The Wall Street Journal also has some additional background, including the fact that the company is using Microsoft’s outside attorneys, Cadwalader, Wickersham & Taft, to prosecute the litigation — although Microsoft and the attorneys deny Redmond is involved in any way.
While similar suits in the past have failed against Google, the search engine’s market share is larger today and there’s a new environment that might give this litigation somewhat more potential than in the past when Google was a smaller player. Still, absent specific evidence that supports the charge that Google was manipulating AdWords pricing to harm SourceTool, it’s unlikely this ligitation can succeed.
The press release, however, suggests opportunism on the part of both the company and the law firm: marketing by lawsuit.

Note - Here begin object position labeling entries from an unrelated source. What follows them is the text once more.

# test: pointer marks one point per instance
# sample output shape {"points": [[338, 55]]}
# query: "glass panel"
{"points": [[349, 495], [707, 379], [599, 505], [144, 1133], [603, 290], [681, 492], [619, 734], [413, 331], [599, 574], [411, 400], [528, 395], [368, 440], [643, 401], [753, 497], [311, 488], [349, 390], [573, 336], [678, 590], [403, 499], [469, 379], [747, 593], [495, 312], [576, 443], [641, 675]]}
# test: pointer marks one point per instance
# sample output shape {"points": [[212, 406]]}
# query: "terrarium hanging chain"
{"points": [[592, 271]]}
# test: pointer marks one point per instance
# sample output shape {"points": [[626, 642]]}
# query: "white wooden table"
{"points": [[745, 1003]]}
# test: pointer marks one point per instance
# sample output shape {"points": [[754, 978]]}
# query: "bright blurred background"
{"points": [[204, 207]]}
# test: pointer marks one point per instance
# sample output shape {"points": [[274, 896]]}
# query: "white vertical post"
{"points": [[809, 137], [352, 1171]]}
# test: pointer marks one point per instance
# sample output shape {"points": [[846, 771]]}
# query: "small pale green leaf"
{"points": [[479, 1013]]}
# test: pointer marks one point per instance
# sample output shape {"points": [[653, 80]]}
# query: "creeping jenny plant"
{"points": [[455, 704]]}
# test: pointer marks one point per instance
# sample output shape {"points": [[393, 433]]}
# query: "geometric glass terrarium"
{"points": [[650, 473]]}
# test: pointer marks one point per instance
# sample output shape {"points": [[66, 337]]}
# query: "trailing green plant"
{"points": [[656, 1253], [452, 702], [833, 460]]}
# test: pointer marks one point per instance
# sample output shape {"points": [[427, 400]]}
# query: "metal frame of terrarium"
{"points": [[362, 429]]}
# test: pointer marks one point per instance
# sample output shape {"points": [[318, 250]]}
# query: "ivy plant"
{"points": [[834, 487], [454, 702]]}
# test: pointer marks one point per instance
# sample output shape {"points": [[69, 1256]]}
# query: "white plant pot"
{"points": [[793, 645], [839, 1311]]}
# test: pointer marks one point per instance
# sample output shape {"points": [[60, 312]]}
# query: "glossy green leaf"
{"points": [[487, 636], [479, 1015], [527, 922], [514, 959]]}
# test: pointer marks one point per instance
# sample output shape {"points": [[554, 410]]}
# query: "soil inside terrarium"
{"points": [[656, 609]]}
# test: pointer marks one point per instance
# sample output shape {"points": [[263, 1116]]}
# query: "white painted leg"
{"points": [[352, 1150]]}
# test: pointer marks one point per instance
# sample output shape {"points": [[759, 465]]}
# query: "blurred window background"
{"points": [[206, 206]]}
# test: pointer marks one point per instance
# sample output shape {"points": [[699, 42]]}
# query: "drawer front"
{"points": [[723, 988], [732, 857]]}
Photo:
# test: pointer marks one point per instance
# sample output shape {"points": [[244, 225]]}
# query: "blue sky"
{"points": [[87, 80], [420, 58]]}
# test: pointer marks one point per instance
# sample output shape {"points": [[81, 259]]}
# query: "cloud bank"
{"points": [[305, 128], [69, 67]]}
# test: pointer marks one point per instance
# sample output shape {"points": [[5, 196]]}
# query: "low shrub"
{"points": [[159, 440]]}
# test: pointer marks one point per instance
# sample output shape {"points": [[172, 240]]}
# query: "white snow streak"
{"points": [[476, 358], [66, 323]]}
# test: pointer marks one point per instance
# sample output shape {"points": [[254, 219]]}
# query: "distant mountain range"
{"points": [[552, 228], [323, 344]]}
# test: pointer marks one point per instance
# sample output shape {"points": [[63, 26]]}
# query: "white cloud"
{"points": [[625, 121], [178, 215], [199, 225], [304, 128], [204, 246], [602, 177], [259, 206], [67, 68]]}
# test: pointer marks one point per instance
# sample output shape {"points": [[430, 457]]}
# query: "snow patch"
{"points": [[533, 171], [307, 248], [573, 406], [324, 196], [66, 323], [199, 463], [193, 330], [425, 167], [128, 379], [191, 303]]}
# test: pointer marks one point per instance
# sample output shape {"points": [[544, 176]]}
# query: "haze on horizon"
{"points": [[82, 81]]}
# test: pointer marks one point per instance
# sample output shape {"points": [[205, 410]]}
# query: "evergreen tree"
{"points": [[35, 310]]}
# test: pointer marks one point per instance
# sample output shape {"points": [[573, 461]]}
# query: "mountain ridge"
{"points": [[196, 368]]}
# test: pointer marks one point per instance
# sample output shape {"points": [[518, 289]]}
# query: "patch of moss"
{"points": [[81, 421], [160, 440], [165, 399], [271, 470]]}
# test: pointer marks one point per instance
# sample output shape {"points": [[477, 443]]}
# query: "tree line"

On the patent front, Google has decided that it’s going to take a more aggressive approach to intellectual property lawsuits, which are filed all the time against the search engine. According to Bloomberg it has drawn something of a line in the sand and will be fighting patent suits rather than settling them. There’s an entire industry consisting of firms often called “patent trolls” that buy patents from individuals or small companies and then seek to obtain settlements or licensing fees from larger companies with more established businesses.
Now a legal victory for Google involving StreetView. One of the privacy/trespass cases filed against the company by a couple with the surname “Boring” has been dismissed. The couple claimed a number of laws were violated and that they sustained damages when Google’s StreetView van/car came up their private driveway and posted the resulting images on Google Maps. Fatally for their lawsuit, apparently, the couple never asked Google to remove the pictures.
According to Eric Goldman’s report on the court’s decision:
The court says that the plaintiffs did not allege facts supporting that the intrusion was substantial and highly offensive. To reinforce the point that perhaps the plaintiffs didn’t experience much harm, the court points out that the plaintiffs didn’t take advantage of Google’s opt out procedure, plus they drew public attention to themselves by suing and by not redacting or suppressing their contact info in the court filings.
Meanwhile, in Sunnyvale, Yahoo is defending a claim (not yet a lawsuit) before the US EEOC by a former in-house attorney that Yahoo discriminated against her after she returned from maternity leave (she’s also African American). A long article on Law.com goes into some of the claims and details. Yahoo claims substandard performance and she claims that her race and/or status as a mother were responsible for discriminatory treatment.
I’m not commenting on the merits of this particular case but speaking as someone who practiced employment discrimination law for several years, I can say that employment claims are challenging because plaintiffs often feel that they’ve been singled out but there are also frequently performance issues involved. It’s rarely true that plaintiffs’ claims have absolutely no merit or that the only explanation for the termination or discriminatory treatment is the plaintiff’s status.
If the plaintiff can show any evidence of discrimination such cases tend to settle.
As the recession drags on we can probably expect more lawsuits, as people look to the courts for (lost) revenue or income that they can’t gain directly from the market.